Overall, the authors contend that their findings demonstrate that “people indeed substitute from cars to trains if passenger service frequency increases.”
Economist Paul Krugman agreed with the Lausanne group’s assessment. He suggested that an auto-centric transportation policy represented “huge market failures here”—that every time an individual chooses to drive during rush hour, he or she is imposing huge costs on other drivers, people who breathe the air, and more.” Initiatives such as the Hudson Tunnel and further improvements to the Northeast Corridor, he said, should be “no-brainers.”
The recent collapse of the Skagit River bridge in Washington state emphasizes the benefits of robust multimodalism. Amtrak recently announced that they would add an extra round-trip Cascades between Seattle and Bellingham to alleviate traffic problems caused by the collapse. Ron Pate, the Washington Transportation Department’s Rail Division director, said that the state was looking at adding even more trains to the schedule, stating that “we’re looking at any options to add capacity to move people around without impacting them as much as possible.”

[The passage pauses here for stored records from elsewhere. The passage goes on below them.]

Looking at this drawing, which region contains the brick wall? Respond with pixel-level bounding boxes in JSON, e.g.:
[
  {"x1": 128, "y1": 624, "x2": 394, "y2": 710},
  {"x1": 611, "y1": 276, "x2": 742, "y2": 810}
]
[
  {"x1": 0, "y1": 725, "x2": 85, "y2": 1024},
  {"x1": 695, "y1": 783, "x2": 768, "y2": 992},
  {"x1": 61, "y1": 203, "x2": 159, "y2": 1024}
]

Increasing rail passenger investment will create a robust transportation network capable of weathering short-term failures—and as the Metro-North derailment proved last week, those failures do not discriminate by mode. Passenger train investment is also capable of producing long term declines in traffic congestion, greenhouse gas emissions, and even highway fatalities. Continuing current policies that judge passenger rail’s viability on a strict cost-recovery basis not only ignores its social and environmental benefits, but also further enshrines market failure in U.S. transportation policy.